What should I eat during the race?
Your nutrition plan depends on your body weight, experience level, and race-day conditions. Use our free calculator to get a personalized, hour-by-hour fueling plan with specific carb, fluid, and sodium targets for this Ultra 100 Mile.
What is the typical race-day weather?
Based on 5 years of historical data, race-day temperatures at Reedley, CA typically range from 58°F to 82°F (median 75°F). Humidity ranges from 47% to 75%.
How much water should I drink?
Fluid needs vary based on your sweat rate, body weight, and race-day temperature. A typical range is 400-800 mL per hour, but hotter conditions at Reedley, CA may require more. Our calculator provides personalized fluid targets adjusted for the expected weather.

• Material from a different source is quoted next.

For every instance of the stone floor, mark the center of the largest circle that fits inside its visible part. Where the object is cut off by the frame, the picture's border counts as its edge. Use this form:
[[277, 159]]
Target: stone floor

How many calories do I need?
Rather than replacing all calories burned, focus on carbohydrate intake — the primary fuel for endurance performance. Target 30-50% of caloric expenditure through carbs. Our calculator computes the exact hourly targets based on your Ultra 100 Mile pace and body weight.
When should I start fueling?
Begin fueling within the first 30-45 minutes. Start at about 70% of your target intake and ramp up to full by hour 2. This gives your gut time to adjust. Starting too late makes it nearly impossible to catch up on carbs and fluids.